If you want to do anything particularly interesting with Windows 10 Mobile, you’re going to have to do it in the browser. And, of course, the only browser available is Microsoft Edge, which hasn’t lived up to its promises yet (nor would I recommend it even if it did live up to its promises). One of those promises that Microsoft Edge has made is the ability to support Chrome extensions (and maybe even apps, thought that is unclear). My main hope for this is that since Microsoft Edge is a Universal App, as I understand it, when Chrome extension compatibility comes, you will be able to use those extensions on the mobile version of Edge, just as you would on the desktop version of Edge. This would open up a whole world of possibilities, including great Bitcoin wallets (which Windows 10 Mobile is missing) like Copay and KryptoKit. For now, without the extensions, you’re stuck with using the Dark Android recommended web wallet: RushWallet (which is my recommendation for Dark Android, anyway). There are zero options for PGP-encrypted email, but if Chrome extensions came to the mobile version of Microsoft Edge, Mailvelope and others could be used (right now you’re stick with using Protonmail or Tutanota to do encrypted emails, and that’s because they’re web-based). If Chrome apps could work as well, then the Signal Desktop app could be used on Windows 10 Mobile. Suddenly the future would look much brighter as far as being able to do secure communications from the platform, but that’s what it would take.

I’ve theorized that perhaps the Firefox web browser would become a Universal App and could then be used on Windows 10 Mobile, with all of its extensions in tow (which Firefox for Android allows for, and it’s awesome), but it seems that Microsoft is a bit wary about allowing other web browsers on the Windows 10 Mobile platform, so I’m not holding my breath for that one to happen.

So you’re probably wondering why I’m even talking about the PIXI 3 tablet. Well, I bring it up for the purpose of experimentation. This thing is likely going to be ridiculously cheap, and it might be the best way to preview a very rare but intriguing platform (even though the most intriguing part of the platform–Continuum–isn’t available). It’s something to do if you have spare change and spare time. Some listeners of my show Sovryn Tech are very interested in what Microsoft has been doing as late with Windows 10 and the like (Cortana, Universal Apps, etc.), and if you were wondering whether or not you could survive on the Windows 10 Mobile platform, here’s your chance to try it out. I also have an app coming out for all things (Sovryn Tech, Dark Android, Zomia Offline Games, etc.), and I am making an app for Windows 10 Mobile, along with Android and iOS. The Windows Phone audience is a passionate one, and if you’re developing things, maybe you’ll find you don’t want to leave them out, and the PIXI 3 will give you an inexpensive way of testing out what you develop.

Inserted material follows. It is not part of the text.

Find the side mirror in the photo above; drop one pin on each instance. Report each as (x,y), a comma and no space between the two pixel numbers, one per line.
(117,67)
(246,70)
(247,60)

So the PIXI 3 Windows 10 Mobile tablet is just for fun, and I haven’t even had the opportunity to play with Windows 10 Mobile yet, so maybe this tablet will be ridiculously cheap and will give us all the chance on (not so nice) 8-inch screen. Personally, I like to see how far I can push things, and how much I can make something do things it was never meant to do…like making a Windows 10 Mobile device a secure and somewhat private device. Like I said, if it’s cheap enough, perhaps I’ll give it a shot. Maybe you’ll want to experiment, too. But if you’re really wanting a secure device, by all means by a tablet…just don’t make it this one. There are quite a few good Android tablets out there.